So, I've finally started implementing Pickhardt Payments in Core Lightning (#cln) and there are some practical complications beyond the paper which are worth noting for others who consider this!

In particular, the cost function in the paper cleverly combines the probability of success, with the fee charged by the channel, giving a cost function of:

- log( (ce + 1 - fe) / (ce + 1)) + μ · fe · fee(e)

Which is great: bigger μ means fees matter more, smaller means they matter less. And the paper suggests various ways of adjusting them if you don't like the initial results.

But, what's a reasonable μ value? 1? 1000? 0.00001? Since the left term is the negative log of a probability, and the right is a value in millisats, it's deeply unclear to me!

So it's useful to look at the typical ranges of the first term, and the typical fees (the rest of the second term which is not μ), using stats from the real network.

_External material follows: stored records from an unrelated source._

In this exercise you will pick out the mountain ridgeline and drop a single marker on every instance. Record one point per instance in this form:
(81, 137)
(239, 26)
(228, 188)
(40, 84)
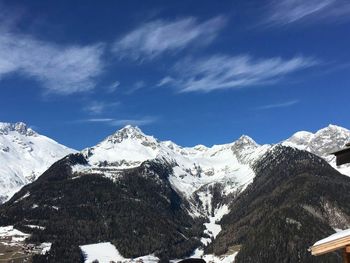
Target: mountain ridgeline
(151, 197)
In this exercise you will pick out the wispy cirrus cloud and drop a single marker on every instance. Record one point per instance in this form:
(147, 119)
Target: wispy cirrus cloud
(231, 72)
(60, 69)
(278, 105)
(155, 38)
(283, 12)
(122, 122)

If we want these two terms to be equal, we get:

log( (ce + 1 - fe) / (ce + 1)) = μ · fe · fee(e)
=> μ = - log( (ce + 1 - fe) / (ce + 1)) / ( fe · fee(e))

Let's assume that fee(e) is the median fee: 51 parts per million. I chose to look at amounts of 1sat, 10sat, 100sat, 1000sat, 10,000sat, 100,000sat and 1M sat, and calculated the μ values for each channel. It turns out that, for almost all those values, the 10th percentile μ value is 0.125 the median, and the 90th percentile μ value is 12.5 times the median, though for 1M sats it's 0.21 and 51x, which probably reflects that the median fee is not 51 for these channels!

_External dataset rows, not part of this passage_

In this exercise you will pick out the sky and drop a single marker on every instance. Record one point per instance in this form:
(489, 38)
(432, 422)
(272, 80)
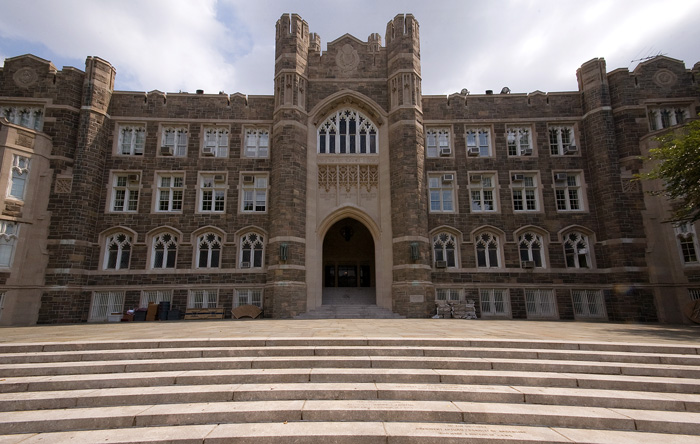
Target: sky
(228, 45)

Nonetheless, this suggests we can calculate the "expected μ" using the median capacity of channels we could use for a payment (i.e. those with capacity >= amount), and the median feerate of those channels. We can then bias it by a factor of 10 or so either way, to reasonably promote certainty over fees or vice versa.

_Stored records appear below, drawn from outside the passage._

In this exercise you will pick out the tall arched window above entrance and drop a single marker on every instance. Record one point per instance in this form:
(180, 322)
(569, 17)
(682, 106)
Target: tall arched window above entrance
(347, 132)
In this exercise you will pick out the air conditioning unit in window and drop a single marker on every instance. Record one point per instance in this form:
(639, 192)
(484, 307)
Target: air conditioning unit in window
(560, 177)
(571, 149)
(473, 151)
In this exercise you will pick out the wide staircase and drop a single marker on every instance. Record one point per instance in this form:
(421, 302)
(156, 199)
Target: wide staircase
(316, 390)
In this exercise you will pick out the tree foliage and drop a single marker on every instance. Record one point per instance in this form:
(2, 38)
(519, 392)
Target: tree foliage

So, in the internal API for the moment I accept a frugality factor, generally 0.1 (not frugal, prefer certainty to fees) to 10 (frugal, prefer fees to certainty), and derive μ:

μ = -log((median_capacity_msat + 1 - amount_msat) / (median_capacity_msat + 1)) * frugality / (median_fee + 1)

The median is selected only from the channels with capacity > amount, and the +1 on the median_fee covers the case where median fee turns out to be 0 (such as in one of my tests!).

Note that it's possible to try to send a payment larger than any channel in the network, using MPP. This is a corner case, where you generally care less about fees, so I set median_capacity_msat in the "no channels" case to amount_msat, and the resulting μ is really large, but at that point you can't be fussy about fees!